Size Exclusion High-Performance Liquid Chromatography (SE-HPLC)
Bevacizumab has irreversible and reversible aggregates, and the formation of reversible aggregate depends on pH, concentration and temperature. Nondiluted SB8 samples were used to determine the total aggregate levels, which is the sum of irreversible and reversible aggregates. In contrast, diluted sample at 2 mg/ml was used for monomer level determination, so that reversible aggregates would dissociate.
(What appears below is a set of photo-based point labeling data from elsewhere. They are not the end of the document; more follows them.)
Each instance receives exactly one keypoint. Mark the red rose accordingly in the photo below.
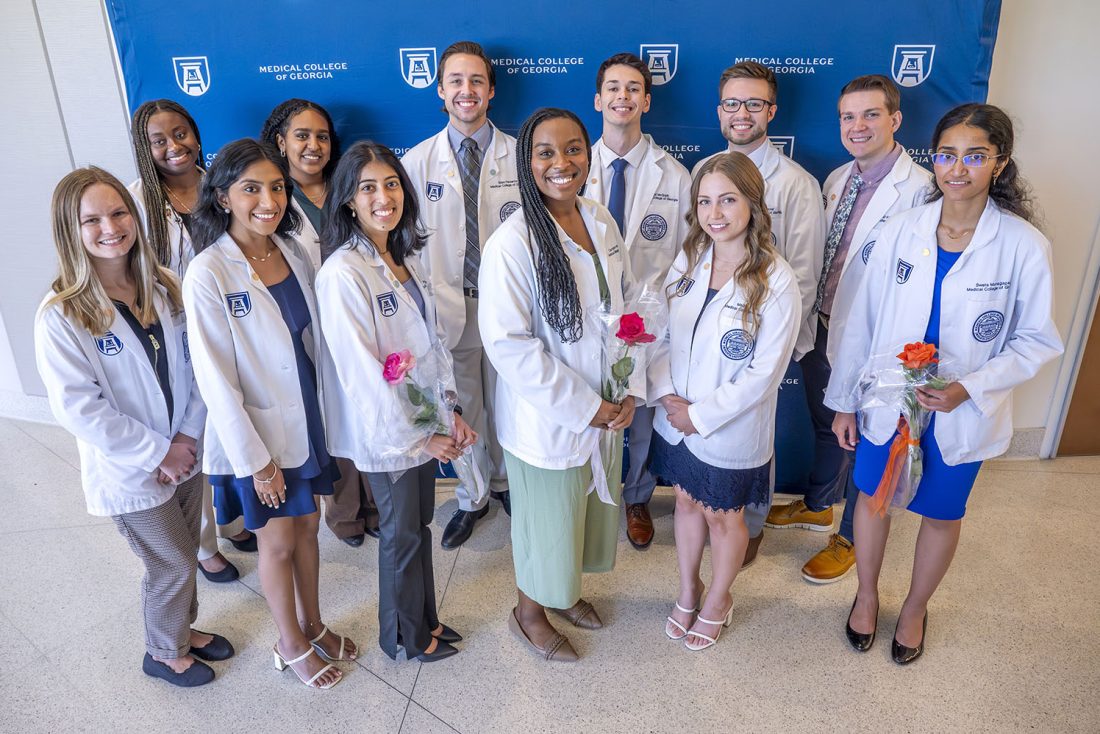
(633, 330)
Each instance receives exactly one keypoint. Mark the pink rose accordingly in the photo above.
(397, 365)
(633, 330)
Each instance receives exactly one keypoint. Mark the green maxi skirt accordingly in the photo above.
(558, 532)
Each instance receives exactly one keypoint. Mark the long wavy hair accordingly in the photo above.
(210, 220)
(559, 299)
(1008, 189)
(77, 286)
(154, 197)
(751, 275)
(340, 227)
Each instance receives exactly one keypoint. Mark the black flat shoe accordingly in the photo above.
(219, 648)
(224, 576)
(199, 674)
(448, 635)
(442, 650)
(461, 527)
(246, 546)
(860, 642)
(505, 499)
(904, 655)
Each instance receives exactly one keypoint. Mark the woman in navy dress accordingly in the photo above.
(255, 338)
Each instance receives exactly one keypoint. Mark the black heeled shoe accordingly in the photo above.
(858, 641)
(904, 655)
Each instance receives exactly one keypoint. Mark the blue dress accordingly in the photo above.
(234, 496)
(944, 490)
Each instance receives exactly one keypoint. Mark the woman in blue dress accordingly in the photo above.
(254, 339)
(969, 273)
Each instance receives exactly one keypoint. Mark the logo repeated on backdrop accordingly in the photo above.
(987, 326)
(904, 270)
(418, 66)
(109, 344)
(912, 64)
(387, 304)
(653, 227)
(240, 304)
(661, 58)
(737, 343)
(783, 143)
(193, 74)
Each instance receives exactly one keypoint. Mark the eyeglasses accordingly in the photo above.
(732, 105)
(970, 161)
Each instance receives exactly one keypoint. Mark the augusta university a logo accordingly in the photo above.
(912, 64)
(661, 59)
(193, 74)
(418, 66)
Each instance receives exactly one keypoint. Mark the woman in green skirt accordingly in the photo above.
(546, 275)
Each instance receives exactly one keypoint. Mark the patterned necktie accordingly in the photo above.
(616, 201)
(835, 232)
(470, 160)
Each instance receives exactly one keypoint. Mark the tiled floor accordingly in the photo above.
(1012, 642)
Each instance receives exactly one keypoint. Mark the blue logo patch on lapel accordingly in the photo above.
(240, 304)
(904, 270)
(387, 304)
(109, 344)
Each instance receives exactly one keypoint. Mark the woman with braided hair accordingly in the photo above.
(549, 269)
(304, 133)
(169, 165)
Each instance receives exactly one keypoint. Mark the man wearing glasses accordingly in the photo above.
(880, 182)
(747, 103)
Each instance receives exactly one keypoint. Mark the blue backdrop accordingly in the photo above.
(373, 66)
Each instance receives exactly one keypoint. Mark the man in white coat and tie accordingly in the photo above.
(648, 193)
(747, 103)
(860, 196)
(465, 177)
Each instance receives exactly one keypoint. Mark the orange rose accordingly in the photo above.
(917, 355)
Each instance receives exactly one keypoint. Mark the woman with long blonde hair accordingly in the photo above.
(111, 346)
(734, 309)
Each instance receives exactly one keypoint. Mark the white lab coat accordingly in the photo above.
(996, 327)
(244, 360)
(657, 209)
(730, 379)
(904, 187)
(105, 392)
(437, 178)
(308, 238)
(548, 391)
(794, 200)
(179, 240)
(366, 315)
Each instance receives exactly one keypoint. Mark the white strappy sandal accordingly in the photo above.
(316, 642)
(708, 642)
(281, 664)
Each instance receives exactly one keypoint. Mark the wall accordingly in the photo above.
(73, 112)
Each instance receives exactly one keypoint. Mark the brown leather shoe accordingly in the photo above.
(558, 648)
(639, 526)
(582, 614)
(751, 550)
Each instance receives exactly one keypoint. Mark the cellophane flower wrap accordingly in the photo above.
(917, 367)
(425, 406)
(626, 342)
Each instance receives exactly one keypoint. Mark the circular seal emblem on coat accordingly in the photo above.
(653, 227)
(866, 252)
(737, 343)
(987, 326)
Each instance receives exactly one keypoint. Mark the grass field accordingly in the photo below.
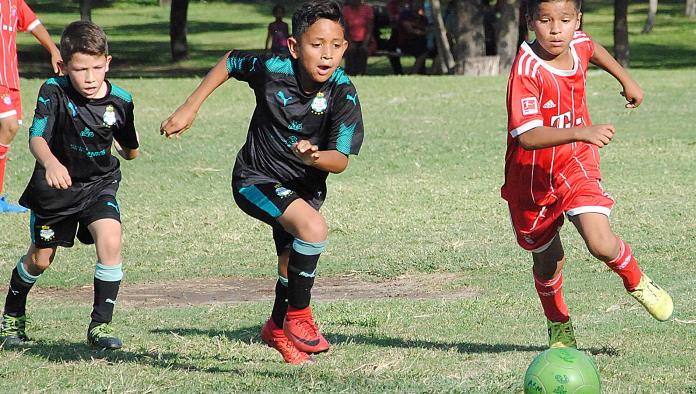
(422, 199)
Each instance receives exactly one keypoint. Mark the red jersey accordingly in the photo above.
(14, 15)
(541, 95)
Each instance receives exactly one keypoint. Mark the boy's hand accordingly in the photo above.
(177, 124)
(307, 152)
(600, 134)
(57, 175)
(633, 94)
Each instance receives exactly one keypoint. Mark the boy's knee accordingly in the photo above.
(604, 247)
(38, 262)
(315, 230)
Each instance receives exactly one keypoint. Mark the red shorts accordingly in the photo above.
(10, 103)
(536, 228)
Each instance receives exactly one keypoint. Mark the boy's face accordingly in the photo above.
(319, 51)
(87, 73)
(554, 24)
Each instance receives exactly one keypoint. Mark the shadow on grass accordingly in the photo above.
(60, 351)
(251, 334)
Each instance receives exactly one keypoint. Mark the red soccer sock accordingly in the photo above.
(625, 265)
(294, 313)
(551, 297)
(3, 159)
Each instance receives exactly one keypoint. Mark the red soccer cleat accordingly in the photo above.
(274, 337)
(299, 328)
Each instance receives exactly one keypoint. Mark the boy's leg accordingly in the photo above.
(548, 282)
(617, 255)
(8, 129)
(24, 275)
(104, 225)
(309, 228)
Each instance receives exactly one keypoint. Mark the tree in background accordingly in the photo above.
(621, 48)
(177, 29)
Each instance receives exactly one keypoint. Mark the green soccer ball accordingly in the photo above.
(562, 370)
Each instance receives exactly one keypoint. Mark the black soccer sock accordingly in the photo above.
(302, 267)
(107, 280)
(280, 306)
(20, 284)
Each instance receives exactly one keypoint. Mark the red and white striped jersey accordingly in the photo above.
(14, 15)
(541, 95)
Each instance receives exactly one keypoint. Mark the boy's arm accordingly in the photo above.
(546, 137)
(44, 38)
(326, 160)
(631, 90)
(57, 175)
(182, 119)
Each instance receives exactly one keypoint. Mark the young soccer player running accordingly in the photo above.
(552, 161)
(15, 15)
(306, 123)
(78, 118)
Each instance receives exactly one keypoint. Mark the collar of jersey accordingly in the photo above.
(564, 73)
The dilution buffer used was 50 mM sodium acetate, pH 5.0. As dilution was not needed for the low concentration (1.4 mg/ml), the percentage total aggregate and percentage monomer were determined by one analysis.
For SE-HPLC, samples were injected onto a TSK gel G3000SWXL column (5 µm/7.8 mm × 300 mm; TOSOHAAS) with a flow rate of 0.5 ml/min and a mobile phase that consisted of 200 mM potassium phosphate, 250 mM potassium chloride, pH 6.23. Detection occurred at 280 nm.
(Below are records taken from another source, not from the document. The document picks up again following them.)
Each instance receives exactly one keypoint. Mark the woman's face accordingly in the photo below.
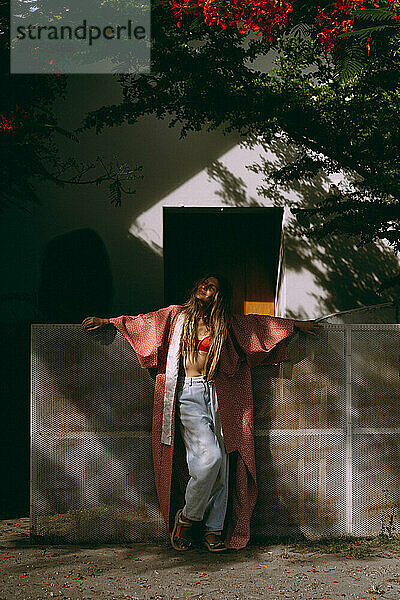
(207, 289)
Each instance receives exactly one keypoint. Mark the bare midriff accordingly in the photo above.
(194, 367)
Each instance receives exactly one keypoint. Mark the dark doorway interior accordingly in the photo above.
(241, 243)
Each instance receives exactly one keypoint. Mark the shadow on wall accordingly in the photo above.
(75, 281)
(76, 278)
(347, 276)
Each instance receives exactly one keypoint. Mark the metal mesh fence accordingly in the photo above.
(326, 436)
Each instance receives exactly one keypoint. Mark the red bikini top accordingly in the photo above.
(204, 344)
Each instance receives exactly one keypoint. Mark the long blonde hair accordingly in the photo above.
(217, 317)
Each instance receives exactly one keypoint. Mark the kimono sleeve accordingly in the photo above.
(261, 337)
(145, 333)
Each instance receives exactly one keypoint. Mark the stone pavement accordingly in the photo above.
(36, 571)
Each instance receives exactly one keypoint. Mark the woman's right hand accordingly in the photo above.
(91, 323)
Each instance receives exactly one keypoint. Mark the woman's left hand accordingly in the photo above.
(310, 327)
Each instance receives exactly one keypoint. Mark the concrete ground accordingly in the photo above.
(38, 571)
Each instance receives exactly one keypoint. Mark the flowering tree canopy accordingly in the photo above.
(269, 18)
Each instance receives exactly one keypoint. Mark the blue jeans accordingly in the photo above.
(206, 494)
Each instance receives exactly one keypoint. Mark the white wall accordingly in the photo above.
(205, 169)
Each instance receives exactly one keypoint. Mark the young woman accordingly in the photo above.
(203, 355)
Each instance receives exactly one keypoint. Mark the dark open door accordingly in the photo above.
(241, 243)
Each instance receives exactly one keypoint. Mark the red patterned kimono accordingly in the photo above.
(253, 340)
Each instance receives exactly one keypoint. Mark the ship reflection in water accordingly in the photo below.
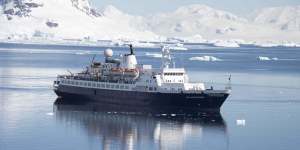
(135, 130)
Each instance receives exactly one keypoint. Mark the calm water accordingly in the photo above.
(262, 112)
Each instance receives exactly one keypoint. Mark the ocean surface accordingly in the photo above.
(262, 112)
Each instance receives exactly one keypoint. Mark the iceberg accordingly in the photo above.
(229, 43)
(154, 55)
(205, 58)
(264, 58)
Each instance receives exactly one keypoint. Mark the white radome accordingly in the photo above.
(108, 52)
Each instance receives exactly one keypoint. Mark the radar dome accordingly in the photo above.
(108, 52)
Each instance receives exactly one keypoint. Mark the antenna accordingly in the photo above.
(70, 72)
(166, 57)
(228, 87)
(131, 49)
(93, 58)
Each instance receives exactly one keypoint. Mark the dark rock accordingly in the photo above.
(51, 24)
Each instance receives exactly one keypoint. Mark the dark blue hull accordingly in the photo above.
(135, 99)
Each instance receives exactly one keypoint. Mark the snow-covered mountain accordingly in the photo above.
(214, 24)
(64, 19)
(283, 18)
(77, 19)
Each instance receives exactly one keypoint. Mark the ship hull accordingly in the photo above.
(135, 99)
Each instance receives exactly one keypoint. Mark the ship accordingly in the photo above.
(122, 82)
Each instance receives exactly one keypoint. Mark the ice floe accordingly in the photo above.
(228, 43)
(264, 58)
(205, 58)
(241, 122)
(154, 55)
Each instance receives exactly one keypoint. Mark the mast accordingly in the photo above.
(166, 57)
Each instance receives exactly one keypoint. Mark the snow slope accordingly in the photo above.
(76, 19)
(212, 24)
(283, 18)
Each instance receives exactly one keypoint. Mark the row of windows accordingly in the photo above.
(173, 74)
(99, 85)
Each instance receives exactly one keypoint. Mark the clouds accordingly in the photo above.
(144, 7)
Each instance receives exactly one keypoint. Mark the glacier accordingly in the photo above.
(77, 22)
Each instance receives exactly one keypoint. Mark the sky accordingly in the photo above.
(144, 7)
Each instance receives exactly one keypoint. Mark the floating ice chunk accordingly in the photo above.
(205, 58)
(264, 58)
(50, 114)
(226, 44)
(241, 122)
(154, 55)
Imaged Capillary Isoelectric Focusing (icIEF)
An imaged capillary isoelectric focusing system (iCE3, Protein Simple) was used for determination of the distribution of charged species. Samples were mixed with the carrier ampholytes, injected into a transparent column (capillary), retained in a microscope-slide cartridge and separated by the system using free-solution isoelectric focusing. Specifically, the samples were introduced onto the fluorocarbon-coated capillary (100 μm/50 mm, Protein Simple), a pH gradient was created inside the capillary by small ampholyte molecules, and charged proteins electrophoretically moved to the point where the pH of the capillary was equal to the isoelectric point of the protein. The movement was recorded by a charge-coupled device camera.
Capillary Electrophoresis-Sodium Dodecyl Sulfate (CE-SDS)
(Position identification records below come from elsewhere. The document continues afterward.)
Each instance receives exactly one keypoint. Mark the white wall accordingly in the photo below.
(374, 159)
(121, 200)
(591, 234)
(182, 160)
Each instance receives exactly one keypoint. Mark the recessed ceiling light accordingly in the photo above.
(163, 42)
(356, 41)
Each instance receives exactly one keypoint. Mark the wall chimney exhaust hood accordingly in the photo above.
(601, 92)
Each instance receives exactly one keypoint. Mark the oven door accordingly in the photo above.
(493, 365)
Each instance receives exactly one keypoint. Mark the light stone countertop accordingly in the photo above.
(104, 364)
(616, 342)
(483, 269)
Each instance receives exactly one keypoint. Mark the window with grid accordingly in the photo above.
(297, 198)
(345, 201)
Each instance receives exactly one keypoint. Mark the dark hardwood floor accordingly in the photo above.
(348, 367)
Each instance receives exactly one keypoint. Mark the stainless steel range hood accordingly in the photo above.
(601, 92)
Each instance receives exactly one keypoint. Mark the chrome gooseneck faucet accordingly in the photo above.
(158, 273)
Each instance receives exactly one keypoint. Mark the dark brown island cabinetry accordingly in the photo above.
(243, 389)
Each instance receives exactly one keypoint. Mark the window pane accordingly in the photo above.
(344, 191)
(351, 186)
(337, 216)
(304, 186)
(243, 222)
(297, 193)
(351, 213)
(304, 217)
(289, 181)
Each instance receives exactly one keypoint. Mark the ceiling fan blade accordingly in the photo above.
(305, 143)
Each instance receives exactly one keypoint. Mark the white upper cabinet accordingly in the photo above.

A high-performance capillary electrophoresis system (PA 800 Plus Pharmaceutical Analysis System; Beckman Coulter, Inc.) was used for CE-SDS analyses. Alkylated, non-reduced SB8 in the presence of sodium dodecyl sulfate with the addition of a 10-kDa internal standard was used. Each sample was electrokinetically introduced onto a capillary (50 µm/30.2 cm; Beckman Coulter, Inc.). UV radiation (wavelength, 220 nm) was passed through the capillary window aperture (100 × 200 µm; Beckman Coulter, Inc.) and was detected by the PA800 Plus.
VEGF Binding Assay
An ELISA plate had VEGF-A 165 adsorbed, nonspecific binding to the plate surface blocked by bovine serum albumin-containing buffer, serially diluted SB8 added to bind to VEGF-A 165, an HRP-conjugated anti-hIgG (Fc specific) antibody added to bind to bound SB8 and an appropriate chromogenic substrate added to produce a colored product by peroxidase. The test plate was then read on a spectrophotometer at 450 nm. The optical density, which was directly proportional to the SB8 concentration, was yielded, and the relative VEGF-A 165 binding activity of SB8 was determined by analyzing a four-parameter curve plotted from data in the parallel line analysis software.
VEGF Neutralization Assay
A VEGFR2-dependent reporter gene system was used to determine the neutralization potency of VEGF-A 165 by SB8. Specifically, the HEK293-NFAT-VEGFR2-Luc cell line contained the nuclear factor of activated T-cell binding sequence in the promoter region of the luciferase reporter gene. Bound VEGF to VEGFR2 led to VEGFR2-dependent signal pathway activation and the expression of the luciferase reporter gene. Thus, the neutralization potency of VEGF-A 165 by SB8 was calculated based on dose-dependent changes in luminescence levels that corresponded to the amount of luciferase in the cell line.